30.11.13

Kawa


Le café c'est important. Sans le café la journée devient soit une journée bien pourrie, soit un calvaire. Pas d'autre option possible. Toi qui me lis et qui aimes le café, tu me comprendras. Toi qui me lis et qui ne connais pas le plaisir de la caféine, va te faire un thé et ne reviens jamais.

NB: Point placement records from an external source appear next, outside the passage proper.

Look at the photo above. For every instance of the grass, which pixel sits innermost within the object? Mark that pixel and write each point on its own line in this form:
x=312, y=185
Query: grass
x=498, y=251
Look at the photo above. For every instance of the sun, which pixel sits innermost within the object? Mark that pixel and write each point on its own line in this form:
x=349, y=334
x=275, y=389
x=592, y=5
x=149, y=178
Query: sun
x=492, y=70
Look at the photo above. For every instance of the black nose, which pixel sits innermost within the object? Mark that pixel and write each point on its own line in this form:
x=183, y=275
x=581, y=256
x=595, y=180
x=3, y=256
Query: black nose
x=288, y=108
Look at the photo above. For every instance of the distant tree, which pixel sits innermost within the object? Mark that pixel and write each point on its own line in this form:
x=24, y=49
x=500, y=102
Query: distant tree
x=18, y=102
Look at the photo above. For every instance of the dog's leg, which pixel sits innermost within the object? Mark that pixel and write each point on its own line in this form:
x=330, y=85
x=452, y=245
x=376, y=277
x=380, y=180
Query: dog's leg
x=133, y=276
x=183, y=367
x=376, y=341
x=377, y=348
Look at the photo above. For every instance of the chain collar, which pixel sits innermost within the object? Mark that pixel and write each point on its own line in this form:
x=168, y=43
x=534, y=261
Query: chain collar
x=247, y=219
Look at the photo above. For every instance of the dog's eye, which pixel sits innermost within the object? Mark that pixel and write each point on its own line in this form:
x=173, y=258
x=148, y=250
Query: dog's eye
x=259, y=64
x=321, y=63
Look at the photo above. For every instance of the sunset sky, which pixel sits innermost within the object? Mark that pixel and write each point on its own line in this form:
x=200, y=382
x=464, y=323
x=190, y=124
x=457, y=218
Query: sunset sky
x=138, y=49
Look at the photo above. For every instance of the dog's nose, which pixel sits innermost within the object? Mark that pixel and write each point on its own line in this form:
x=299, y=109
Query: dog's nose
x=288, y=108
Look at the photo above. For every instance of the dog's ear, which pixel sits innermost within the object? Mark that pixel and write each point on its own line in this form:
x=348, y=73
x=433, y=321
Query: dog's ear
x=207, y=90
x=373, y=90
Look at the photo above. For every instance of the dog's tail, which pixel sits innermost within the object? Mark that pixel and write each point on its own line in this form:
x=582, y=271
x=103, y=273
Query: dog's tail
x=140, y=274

Il est 8h50 quand je pars à l'arrache de chez moi pour me rendre chez un avocat afin de signer un contrat de plus d'un milliard de dollars avec une boîte de production israélienne qui m'a désigné comme collaboratrice direct (mito). 
Je suis dans la rue, me dirige vers l'arrêt du bus et j'ai comme l'impression d'avoir un peu la tête dans le cul. "Ciel ! Mon café !": j'ai bien pensé à le préparer mais j'ai tout simplement oublié de le prendre.
La vue d'un kiosque me rassure, même si je rate le bus, rien à faire, j'aurais quand même les yeux en face des trous pour signer le contrat qui changera le cours de l'histoire du cinéma israélien (mito). 
"Bonjour Monsieur, un café "shakhor" à emporter !" (café shakhor = équivalent du café turc, sans le goût de cardamome, avec le marc de café qui reste au fond du verre, avec le marc de café qui reste coincé entre les dents). Le café vous l'aurez compris, qui vous réveille rien qu'à le sentir et qui n'est pas fait pour les faibles de notre monde. 
Je sors le coeur vaillant, café à la main et traverse la rue pour prendre le bus.
Mais un dilemme se pose. Le café est très chaud, le verre bien rempli, le bus arrive dans quelques minutes, le trajet ne dépasse pas sept minutes et mon rendez vous se trouve à quelques mètres de la station, est ce que je devrais retirer le couvercle en plastique, souffler sur le café pour qu'il se refroidisse le plus vite possible, pour avoir le temps d'en profiter un peu ? Ou est-ce que je devrais laisser le couvercle, souffler quand même par le mini trou et ne pas risquer de m'en foutre partout pendant le trajet ?
Je décide de me fier à mon instinct : voir quel est le chauffeur du bus afin d'évaluer le taux de risque et la nécessité ou pas de couvrir mon café. Oui parce qu'après avoir pris presque tous les jours la même ligne, on commence par connaître la conduite de chacun.
Le bus arrive, je vérifie d'un coup d'oeil qui conduit...c'est Dennis. Dennis n'est pas son vrai nom, parce que j'ai jamais franchement tapé la discute avec lui je n'en ai aucune idée, mais Dennis c'est le nom que je lui ai donné, par rapport à Dennis Hopper dans le film Easy Rider. Il ne lui ressemble absolument pas, mais à l'air d'oublier que le bus n'a pas les mêmes proportions qu'une moto, je trouve que ça lui collait bien.
Bref, Dennis est un psychopathe de la route, il va vite, il n'a aucune patience et double à tout bout de champs, Dennis est sympathique, toujours la petite blague quand tu rentres dans le bus, le sourire qui réchauffe le coeur et les lunettes de soleil à effet miroir qui te permets du coup de te checker une dernière fois avant de rentrer dans la jungle de Tel Aviv.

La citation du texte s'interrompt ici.